Cinq jours après cette victoire en demi-teinte, Arthur Berg refit une apparition et les invita à participer à son prochain coup. Ils tombèrent sur lui rue de Munich, un mercredi en rentrant de l'école. Il avait déjà revêtu son uniforme des Jeunesses hitlériennes. «On remet ça demain après-midi. Vous êtes intéressés ?
— Où ça?» Ils n'avaient pu s'empêcher de poser la question. «Le champ de patates. »
Vingt-quatre heures plus tard, Liesel et Rudy bravèrent à nouveau la clôture de barbelés et remplirent leur sac.
Le problème surgit au moment où ils prenaient la fuite.
« Seigneur ! s'écria Arthur. Le fermier ! » Le plus effrayant, toutefois, fut le mot suivant, qu'il prononça comme s'il était déjà attaqué. Il lui entailla la bouche. Et ce mot, c'était hache.
De fait, lorsqu'ils se retournèrent, le fermier leur fonçait dessus en brandissant son arme.
Le groupe se rua vers la clôture comme un seul homme et passa de l'autre côté. Rudy était le plus éloigné. Il rattrapa les autres, mais fut le dernier à enjamber les barbelés. Au moment où il retirait sa jambe, son pantalon y resta accroché.
« Hé ! »
Cri de l'abandonné.
Les autres s'arrêtèrent net.
Instinctivement, Liesel fit demi-tour et se précipita vers lui.
«Vite ! » s'écria Arthur. Sa voix venait des profondeurs, comme s'il l'avait d'abord avalée.
Ciel blanc.
Les autres détalèrent.
Liesel se mit à tirer sur le pantalon. Les yeux de Rudy étaient agrandis par la peur. «Dépêche-toi, il arrive ! dit-il.

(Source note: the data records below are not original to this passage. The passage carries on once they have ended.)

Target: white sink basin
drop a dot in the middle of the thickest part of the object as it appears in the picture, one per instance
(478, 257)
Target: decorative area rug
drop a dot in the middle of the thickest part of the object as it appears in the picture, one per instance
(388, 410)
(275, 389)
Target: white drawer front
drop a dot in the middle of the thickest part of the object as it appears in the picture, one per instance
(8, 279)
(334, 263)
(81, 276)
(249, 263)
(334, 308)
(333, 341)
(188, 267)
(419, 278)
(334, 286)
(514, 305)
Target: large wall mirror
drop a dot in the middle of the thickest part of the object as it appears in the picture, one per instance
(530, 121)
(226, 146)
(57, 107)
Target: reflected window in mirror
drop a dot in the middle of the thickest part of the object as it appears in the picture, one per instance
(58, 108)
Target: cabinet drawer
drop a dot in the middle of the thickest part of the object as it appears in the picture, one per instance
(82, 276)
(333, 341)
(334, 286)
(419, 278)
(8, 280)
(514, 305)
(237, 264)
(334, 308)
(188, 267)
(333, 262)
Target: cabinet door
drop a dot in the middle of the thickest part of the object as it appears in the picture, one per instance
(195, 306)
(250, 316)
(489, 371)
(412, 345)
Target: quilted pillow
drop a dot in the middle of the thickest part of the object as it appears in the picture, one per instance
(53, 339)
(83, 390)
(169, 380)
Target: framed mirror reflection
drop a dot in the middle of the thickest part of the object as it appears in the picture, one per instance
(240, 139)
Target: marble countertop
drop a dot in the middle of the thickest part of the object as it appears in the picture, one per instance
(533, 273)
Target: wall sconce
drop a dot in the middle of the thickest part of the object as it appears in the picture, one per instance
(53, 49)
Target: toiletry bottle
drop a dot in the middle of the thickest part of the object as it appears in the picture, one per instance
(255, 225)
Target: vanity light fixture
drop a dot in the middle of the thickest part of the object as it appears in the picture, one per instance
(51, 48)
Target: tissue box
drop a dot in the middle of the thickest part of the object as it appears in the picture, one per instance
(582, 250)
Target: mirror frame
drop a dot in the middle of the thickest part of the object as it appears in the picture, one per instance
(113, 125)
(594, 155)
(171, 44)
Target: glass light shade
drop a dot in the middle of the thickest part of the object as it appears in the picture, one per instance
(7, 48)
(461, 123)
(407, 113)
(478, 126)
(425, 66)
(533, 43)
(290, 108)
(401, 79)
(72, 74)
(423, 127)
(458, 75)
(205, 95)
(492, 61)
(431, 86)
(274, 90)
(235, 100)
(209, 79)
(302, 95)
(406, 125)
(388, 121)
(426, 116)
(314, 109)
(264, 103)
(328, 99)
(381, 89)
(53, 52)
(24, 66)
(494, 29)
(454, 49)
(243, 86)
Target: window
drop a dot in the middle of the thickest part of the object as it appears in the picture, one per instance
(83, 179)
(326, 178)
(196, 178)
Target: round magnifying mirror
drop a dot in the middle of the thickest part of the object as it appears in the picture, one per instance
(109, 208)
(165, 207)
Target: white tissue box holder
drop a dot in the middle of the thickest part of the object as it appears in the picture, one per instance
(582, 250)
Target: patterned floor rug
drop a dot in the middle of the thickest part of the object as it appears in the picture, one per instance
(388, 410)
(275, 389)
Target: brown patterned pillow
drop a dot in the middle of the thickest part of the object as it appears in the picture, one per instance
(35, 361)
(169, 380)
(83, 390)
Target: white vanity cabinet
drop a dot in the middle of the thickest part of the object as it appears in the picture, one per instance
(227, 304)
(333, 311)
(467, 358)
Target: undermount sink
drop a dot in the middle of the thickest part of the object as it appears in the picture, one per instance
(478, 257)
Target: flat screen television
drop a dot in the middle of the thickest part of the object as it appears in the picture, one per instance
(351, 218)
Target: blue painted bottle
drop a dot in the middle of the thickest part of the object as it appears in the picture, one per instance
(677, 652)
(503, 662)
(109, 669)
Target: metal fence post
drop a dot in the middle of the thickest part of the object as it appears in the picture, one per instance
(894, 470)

Ils entendaient encore au loin la cavalcade des fuyards lorsqu'une autre main secourable agrippa le fil de fer barbelé et dégagea le pantalon. Un bout d'étoffe resta sur le métal, mais Rudy Steiner, libéré, put s'échapper.
«Maniez-vous le train », conseilla Arthur. Le fermier arrivait, hors d'haleine, l'insulte à la bouche, la hache maintenant serrée contre sa jambe. Il leur lança les vaines paroles des victimes :
« Je vais vous faire arrêter ! Je vous retrouverai ! Je saurai qui vous êtes ! »
Arthur Berg répondit.
« Owens ! Il s'éloigna à grandes enjambées et rattrapa Liesel et Rudy. « Jesse Owens !»
Lorsqu'ils furent en terrain sûr, ils reprirent leur souffle. Arthur Berg s'approcha. Rudy n'osa pas lever les yeux vers lui. «Ça nous est arrivé à tous », dit-il, sentant sa déception. Mentait-il ? Ils ne pouvaient le savoir et ne le sauraient jamais.
Quelques semaines plus tard, Arthur alla habiter à Cologne.
Ils le revirent une fois lors d'une livraison de linge. Dans une ruelle adjacente à la rue de Munich, il tendit à Liesel un sac en papier brun contenant une douzaine de marrons. « Un contact avec l'industrie de la rôtisserie », dit-il. Après les avoir informés de son départ, il se fendit d'un dernier sourire boutonneux et d'une taloche à chacun sur le front. «Ne mangez pas tout d'un coup. » C'était la dernière fois qu'ils le voyaient.
Pour ma part, je peux vous dire que je l'ai vu, ça oui.
UN BREF
HOMMAGE À ARTHUR BERG,
TOUJOURS VIVANT
Le ciel de Cologne était
jaune et décomposé,
floconneux sur les marges.
Arthur Berg était assis contre un mur,
une enfant dans les bras.
Sa sœur.
Quand elle a cessé de respirer, il est resté avec elle et
j'ai compris qu'il allait la garder ainsi des heures durant.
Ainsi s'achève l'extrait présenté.